Dalam khazanah kitab kuning dan obrolan para ahli logika, selama ini manusia sering didefinisikan sebagai hewan yang berakal (hayawan natiq). Jelas definisi ini tidak berperikemanusiaan. Definisi ini sangat tidak pas, atau mungkin bisa dikatakan sangat simplistik. Mengapa demikian? Pertama, manusia jelas sangat berbeda dengan hewan. Jangan lihat dari perspektif biologis yang sangat materialis. Kedua, berakal merupakan sebuah kata sifat. Bila definisi ini dipaksakan jelas akan berkonsekuensi bila sebuah wujud "manusia"  tidak bisa dimaknai manusia, sebab tidak "berakal". Tentunya hal itu tidak dapat dibenarkan. Demikian paparan  Kang Slamet dengan ekspresi sangat ngakademis dan mirip dosen dalam halaqoh santri komunitas Pena Pesantren.

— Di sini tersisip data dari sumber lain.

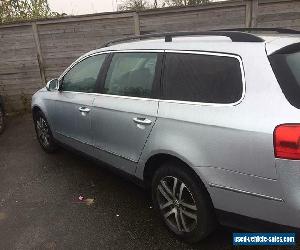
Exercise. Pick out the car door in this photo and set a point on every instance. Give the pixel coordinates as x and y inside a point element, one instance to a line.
<point>74,101</point>
<point>126,110</point>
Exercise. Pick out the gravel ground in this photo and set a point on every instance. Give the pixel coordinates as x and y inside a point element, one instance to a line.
<point>39,206</point>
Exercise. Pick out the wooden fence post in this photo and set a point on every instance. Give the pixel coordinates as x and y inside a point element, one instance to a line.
<point>39,52</point>
<point>136,19</point>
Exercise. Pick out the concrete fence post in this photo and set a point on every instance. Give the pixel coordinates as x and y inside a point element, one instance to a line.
<point>251,13</point>
<point>136,19</point>
<point>39,52</point>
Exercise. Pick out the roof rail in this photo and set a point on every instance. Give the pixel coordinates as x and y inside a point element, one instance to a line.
<point>235,36</point>
<point>275,30</point>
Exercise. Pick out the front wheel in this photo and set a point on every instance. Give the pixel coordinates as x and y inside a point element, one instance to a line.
<point>44,133</point>
<point>182,202</point>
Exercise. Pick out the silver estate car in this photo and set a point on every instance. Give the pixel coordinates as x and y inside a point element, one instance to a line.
<point>208,121</point>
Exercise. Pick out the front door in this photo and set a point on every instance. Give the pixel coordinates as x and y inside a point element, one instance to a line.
<point>74,102</point>
<point>126,111</point>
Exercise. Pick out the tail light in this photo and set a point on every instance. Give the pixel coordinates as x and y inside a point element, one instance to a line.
<point>287,141</point>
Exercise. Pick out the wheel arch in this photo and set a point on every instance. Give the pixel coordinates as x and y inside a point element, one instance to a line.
<point>36,109</point>
<point>157,160</point>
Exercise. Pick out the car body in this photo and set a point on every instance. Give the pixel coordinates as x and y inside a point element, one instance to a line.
<point>227,145</point>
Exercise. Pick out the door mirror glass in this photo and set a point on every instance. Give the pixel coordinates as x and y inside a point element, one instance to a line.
<point>52,85</point>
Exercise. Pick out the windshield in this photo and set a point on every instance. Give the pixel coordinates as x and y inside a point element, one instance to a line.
<point>286,66</point>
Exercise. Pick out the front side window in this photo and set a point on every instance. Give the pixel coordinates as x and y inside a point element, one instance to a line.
<point>202,78</point>
<point>83,76</point>
<point>131,74</point>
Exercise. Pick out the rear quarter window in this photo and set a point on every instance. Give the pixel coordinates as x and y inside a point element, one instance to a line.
<point>202,78</point>
<point>286,66</point>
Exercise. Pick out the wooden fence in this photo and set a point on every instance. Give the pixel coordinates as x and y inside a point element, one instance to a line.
<point>34,52</point>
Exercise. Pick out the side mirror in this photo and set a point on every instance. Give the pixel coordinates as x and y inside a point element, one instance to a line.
<point>52,85</point>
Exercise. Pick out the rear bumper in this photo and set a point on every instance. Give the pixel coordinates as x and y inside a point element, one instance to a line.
<point>289,176</point>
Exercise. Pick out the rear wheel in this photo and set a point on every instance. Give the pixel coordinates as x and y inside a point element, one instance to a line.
<point>182,202</point>
<point>2,120</point>
<point>44,133</point>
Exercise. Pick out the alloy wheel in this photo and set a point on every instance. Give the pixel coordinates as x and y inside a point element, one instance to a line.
<point>43,131</point>
<point>177,205</point>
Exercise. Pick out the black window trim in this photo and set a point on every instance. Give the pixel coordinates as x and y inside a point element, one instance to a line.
<point>221,54</point>
<point>156,87</point>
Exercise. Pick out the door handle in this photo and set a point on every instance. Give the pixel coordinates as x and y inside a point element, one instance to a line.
<point>84,109</point>
<point>142,121</point>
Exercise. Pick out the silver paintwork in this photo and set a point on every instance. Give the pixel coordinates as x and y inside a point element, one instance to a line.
<point>229,146</point>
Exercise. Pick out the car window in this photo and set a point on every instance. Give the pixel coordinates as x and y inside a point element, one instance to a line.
<point>131,74</point>
<point>286,66</point>
<point>202,78</point>
<point>83,76</point>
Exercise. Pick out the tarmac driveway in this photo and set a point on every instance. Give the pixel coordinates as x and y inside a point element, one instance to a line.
<point>40,206</point>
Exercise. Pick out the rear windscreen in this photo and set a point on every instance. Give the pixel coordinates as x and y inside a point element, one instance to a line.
<point>286,66</point>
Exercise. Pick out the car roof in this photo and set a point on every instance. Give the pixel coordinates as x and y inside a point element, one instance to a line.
<point>212,43</point>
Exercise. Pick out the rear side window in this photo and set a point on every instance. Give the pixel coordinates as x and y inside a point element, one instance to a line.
<point>131,74</point>
<point>202,78</point>
<point>286,66</point>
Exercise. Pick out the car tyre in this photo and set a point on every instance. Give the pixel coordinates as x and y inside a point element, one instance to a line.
<point>43,132</point>
<point>183,202</point>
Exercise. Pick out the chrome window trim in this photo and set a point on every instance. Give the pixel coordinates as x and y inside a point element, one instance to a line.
<point>212,54</point>
<point>162,100</point>
<point>80,59</point>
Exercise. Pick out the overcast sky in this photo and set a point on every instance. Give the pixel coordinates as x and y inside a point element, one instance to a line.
<point>77,7</point>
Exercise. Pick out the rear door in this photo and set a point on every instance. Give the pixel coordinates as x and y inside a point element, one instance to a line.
<point>126,110</point>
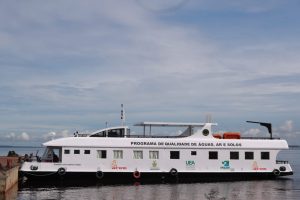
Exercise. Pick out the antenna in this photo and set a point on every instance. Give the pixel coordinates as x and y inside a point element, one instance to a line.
<point>208,118</point>
<point>268,125</point>
<point>122,115</point>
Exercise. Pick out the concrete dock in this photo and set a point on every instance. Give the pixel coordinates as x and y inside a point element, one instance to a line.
<point>9,169</point>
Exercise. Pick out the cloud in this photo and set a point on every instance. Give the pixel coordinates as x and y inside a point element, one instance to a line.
<point>52,135</point>
<point>17,137</point>
<point>287,126</point>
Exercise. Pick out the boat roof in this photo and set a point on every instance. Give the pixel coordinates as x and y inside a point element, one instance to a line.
<point>174,124</point>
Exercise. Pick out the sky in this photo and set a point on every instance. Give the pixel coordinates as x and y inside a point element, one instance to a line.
<point>67,66</point>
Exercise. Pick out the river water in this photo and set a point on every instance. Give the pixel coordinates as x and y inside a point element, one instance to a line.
<point>283,188</point>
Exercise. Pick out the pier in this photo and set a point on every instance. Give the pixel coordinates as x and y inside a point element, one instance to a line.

            Para audiens yang sebagian merupakan hasil cetakan dari ratusan abad yang lalu dan merupakan kelompok yang diformat sebagai muqallid, langsung terperanjat alias kaget. Sebagian lagi beristigfar dan yang lain mengelus dada. Kemudian, salah satu pemuda dari mereka langsung berdiri. "interupsi"; ucapnya lantang laksana singa yang kelaparan. Moderator dan seisi ruangan langsung tertuju padanya.

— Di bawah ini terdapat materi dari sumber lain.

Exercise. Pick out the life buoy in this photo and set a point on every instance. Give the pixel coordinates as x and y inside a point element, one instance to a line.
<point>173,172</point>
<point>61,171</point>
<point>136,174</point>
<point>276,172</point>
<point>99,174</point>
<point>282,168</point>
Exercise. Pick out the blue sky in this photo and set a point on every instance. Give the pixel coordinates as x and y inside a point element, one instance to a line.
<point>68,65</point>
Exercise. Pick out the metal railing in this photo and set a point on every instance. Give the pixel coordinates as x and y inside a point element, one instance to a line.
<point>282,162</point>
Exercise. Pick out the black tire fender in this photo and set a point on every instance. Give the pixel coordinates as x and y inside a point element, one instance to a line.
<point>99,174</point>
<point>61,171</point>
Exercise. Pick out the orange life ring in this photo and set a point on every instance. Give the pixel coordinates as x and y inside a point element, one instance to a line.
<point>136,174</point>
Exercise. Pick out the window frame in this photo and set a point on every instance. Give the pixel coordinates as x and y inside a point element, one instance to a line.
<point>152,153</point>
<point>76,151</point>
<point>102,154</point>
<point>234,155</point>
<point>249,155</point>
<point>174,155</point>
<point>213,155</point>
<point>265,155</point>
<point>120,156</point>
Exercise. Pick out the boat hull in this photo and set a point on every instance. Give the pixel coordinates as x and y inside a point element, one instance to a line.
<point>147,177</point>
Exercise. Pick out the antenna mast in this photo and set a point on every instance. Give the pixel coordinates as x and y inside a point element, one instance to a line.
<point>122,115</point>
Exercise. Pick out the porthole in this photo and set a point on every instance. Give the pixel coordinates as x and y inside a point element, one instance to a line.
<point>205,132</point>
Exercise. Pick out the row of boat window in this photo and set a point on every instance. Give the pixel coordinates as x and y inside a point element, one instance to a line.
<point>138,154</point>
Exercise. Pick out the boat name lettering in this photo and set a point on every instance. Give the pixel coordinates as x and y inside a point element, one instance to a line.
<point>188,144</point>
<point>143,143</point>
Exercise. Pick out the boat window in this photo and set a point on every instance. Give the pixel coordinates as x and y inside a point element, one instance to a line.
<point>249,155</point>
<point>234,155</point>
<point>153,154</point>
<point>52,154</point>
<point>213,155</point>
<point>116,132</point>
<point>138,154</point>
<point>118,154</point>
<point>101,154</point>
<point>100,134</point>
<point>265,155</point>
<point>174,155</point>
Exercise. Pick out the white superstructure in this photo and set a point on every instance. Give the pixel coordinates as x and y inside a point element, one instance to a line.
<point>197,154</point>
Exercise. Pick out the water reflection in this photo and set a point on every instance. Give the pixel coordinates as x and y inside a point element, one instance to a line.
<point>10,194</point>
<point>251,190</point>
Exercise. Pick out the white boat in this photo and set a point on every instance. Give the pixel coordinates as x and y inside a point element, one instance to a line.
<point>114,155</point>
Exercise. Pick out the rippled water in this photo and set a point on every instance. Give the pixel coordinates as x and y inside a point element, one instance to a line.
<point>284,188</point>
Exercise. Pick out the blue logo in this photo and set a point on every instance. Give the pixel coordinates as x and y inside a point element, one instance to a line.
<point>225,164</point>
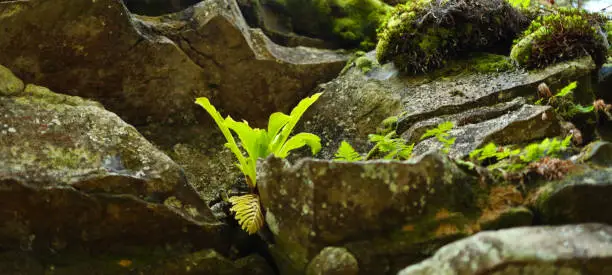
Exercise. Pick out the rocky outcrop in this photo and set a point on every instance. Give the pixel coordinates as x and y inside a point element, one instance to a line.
<point>490,106</point>
<point>333,261</point>
<point>143,261</point>
<point>575,199</point>
<point>546,250</point>
<point>151,69</point>
<point>157,7</point>
<point>75,175</point>
<point>384,213</point>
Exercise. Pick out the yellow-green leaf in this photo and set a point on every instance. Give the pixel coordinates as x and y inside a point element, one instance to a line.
<point>299,140</point>
<point>231,143</point>
<point>247,212</point>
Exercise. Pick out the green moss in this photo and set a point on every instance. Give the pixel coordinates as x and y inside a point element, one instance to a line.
<point>562,35</point>
<point>423,35</point>
<point>9,83</point>
<point>352,22</point>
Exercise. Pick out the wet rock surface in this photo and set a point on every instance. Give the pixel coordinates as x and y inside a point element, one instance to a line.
<point>150,69</point>
<point>570,249</point>
<point>484,106</point>
<point>82,190</point>
<point>333,261</point>
<point>574,199</point>
<point>384,213</point>
<point>75,175</point>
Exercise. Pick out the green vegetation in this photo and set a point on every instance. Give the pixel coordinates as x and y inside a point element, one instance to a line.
<point>563,102</point>
<point>390,146</point>
<point>420,36</point>
<point>260,143</point>
<point>520,3</point>
<point>354,22</point>
<point>565,34</point>
<point>346,152</point>
<point>441,134</point>
<point>387,145</point>
<point>511,159</point>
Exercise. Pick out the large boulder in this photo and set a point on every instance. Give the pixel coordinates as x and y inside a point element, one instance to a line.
<point>151,69</point>
<point>75,175</point>
<point>386,214</point>
<point>484,106</point>
<point>545,250</point>
<point>576,199</point>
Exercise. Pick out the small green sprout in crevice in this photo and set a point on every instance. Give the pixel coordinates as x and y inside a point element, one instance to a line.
<point>387,145</point>
<point>346,152</point>
<point>563,101</point>
<point>512,159</point>
<point>260,143</point>
<point>442,135</point>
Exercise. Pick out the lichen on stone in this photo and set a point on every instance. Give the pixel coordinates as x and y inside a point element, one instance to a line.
<point>565,34</point>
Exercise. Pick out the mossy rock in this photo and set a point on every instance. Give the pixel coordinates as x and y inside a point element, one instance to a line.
<point>563,35</point>
<point>420,36</point>
<point>351,22</point>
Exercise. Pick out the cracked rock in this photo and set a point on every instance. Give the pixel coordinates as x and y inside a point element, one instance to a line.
<point>151,69</point>
<point>75,175</point>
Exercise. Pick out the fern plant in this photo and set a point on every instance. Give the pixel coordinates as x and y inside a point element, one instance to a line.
<point>508,159</point>
<point>260,143</point>
<point>346,152</point>
<point>387,145</point>
<point>442,135</point>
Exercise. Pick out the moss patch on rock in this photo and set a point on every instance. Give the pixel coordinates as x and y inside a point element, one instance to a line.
<point>353,22</point>
<point>422,35</point>
<point>565,34</point>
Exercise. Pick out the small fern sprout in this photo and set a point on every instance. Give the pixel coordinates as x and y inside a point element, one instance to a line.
<point>544,91</point>
<point>346,152</point>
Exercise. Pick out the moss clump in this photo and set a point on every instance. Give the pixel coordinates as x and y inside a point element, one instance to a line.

"Tunggu sebentar Kang Slamet belum selesai memberikan deskripsinya, dan … pertanyaannya disimpan dulu", moderator berusaha memposisikan dirinya.

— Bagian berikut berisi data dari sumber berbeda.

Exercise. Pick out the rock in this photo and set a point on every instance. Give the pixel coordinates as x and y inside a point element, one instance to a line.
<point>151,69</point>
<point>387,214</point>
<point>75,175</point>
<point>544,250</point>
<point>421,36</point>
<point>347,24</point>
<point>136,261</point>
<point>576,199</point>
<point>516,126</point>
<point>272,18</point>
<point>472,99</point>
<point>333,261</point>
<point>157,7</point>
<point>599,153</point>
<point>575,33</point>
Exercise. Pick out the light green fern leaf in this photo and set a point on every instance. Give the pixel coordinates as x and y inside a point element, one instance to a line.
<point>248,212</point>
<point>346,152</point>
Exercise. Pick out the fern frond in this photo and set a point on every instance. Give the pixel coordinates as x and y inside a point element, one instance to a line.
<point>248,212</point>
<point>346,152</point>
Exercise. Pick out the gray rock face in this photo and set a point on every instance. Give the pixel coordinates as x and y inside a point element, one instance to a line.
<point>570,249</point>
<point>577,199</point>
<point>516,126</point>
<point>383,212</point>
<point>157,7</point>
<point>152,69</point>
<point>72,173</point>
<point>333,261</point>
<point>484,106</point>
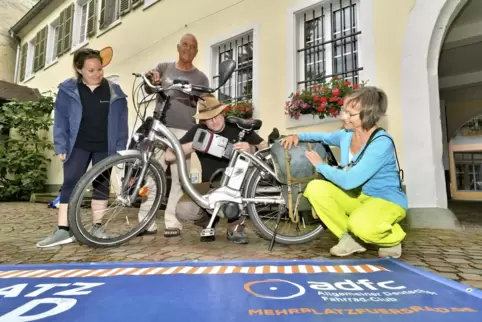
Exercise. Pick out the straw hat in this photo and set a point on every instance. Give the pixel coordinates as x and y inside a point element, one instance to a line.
<point>209,108</point>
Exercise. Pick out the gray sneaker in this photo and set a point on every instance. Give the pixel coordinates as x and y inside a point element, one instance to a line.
<point>99,232</point>
<point>346,246</point>
<point>58,237</point>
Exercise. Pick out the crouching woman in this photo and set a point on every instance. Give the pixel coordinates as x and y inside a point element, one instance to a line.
<point>362,201</point>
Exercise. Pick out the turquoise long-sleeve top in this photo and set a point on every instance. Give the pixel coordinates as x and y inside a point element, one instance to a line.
<point>376,172</point>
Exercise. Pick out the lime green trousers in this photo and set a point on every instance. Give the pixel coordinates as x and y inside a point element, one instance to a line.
<point>373,220</point>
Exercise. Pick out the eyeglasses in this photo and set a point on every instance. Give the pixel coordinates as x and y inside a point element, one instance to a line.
<point>214,118</point>
<point>348,115</point>
<point>189,47</point>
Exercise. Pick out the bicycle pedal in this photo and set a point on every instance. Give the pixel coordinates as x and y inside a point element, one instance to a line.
<point>206,232</point>
<point>207,239</point>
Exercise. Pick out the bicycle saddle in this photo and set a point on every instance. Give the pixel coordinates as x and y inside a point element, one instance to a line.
<point>251,125</point>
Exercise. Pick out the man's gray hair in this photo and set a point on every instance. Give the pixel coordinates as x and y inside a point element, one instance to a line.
<point>372,103</point>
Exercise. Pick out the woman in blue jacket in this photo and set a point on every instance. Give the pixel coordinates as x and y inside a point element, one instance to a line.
<point>364,198</point>
<point>90,123</point>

"Interupsi, dan pokoknya harus interupsi," gertak si pemuda.
"Beri dia kesempatan Mas Kasihan khan?!  Mungkin dia punya hal yang meta-penting," Kang Slamet memberi tawaran.
"Ok, silahkan," si moderator pun menyodorkan kesempatan.  
            Tanpa membuang-buang waktu si pemuda pun mulai memperkenalkan namanya, yang tentunya juga dengan berapi-api. Pokoknya panas. "Ada beberapa hal yang ingin saya katakan disini, pertama, kritik Kang Slamet terhadap definisi manusia yang telah disepakati ulama jelas tidak berdasar, sebab kebenaran definisi tersebut sudah menjadi ijmak, minimal ijmak sukuti. Kedua, dengan mengatakan bahwa definisi tersebut salah, jelas merupakan hal yang tidak dapat diterima, karena mendiskreditkan kredibilitas para ulama. Ketiga, ucapan Kang Slamet yang menyatakan definisi tersebut sangat berperikehewanan dan tidak berperikemanusiaan berarti secara tidak langsung merupakan hinaan bagi para ulama," papar si pemuda dengan wajah angker.
            Seluruh ruang bertambah panas. AC diputar lebih kencang, namun hembusan dinginnya tak terasa. Panas semakin menggebu-gebu, dan kemudian Kang Slamet langsung melakukan improvisasi.
"Baik, sebelum saya jawab, ada satu pertanyaan yang ingin saya tanyakan, dan yang bisa ngacung dan langsung dapat hadiah. Panas mana antara ruang ini dan di tengah padang pasir?" tanyanya sambil tertawa.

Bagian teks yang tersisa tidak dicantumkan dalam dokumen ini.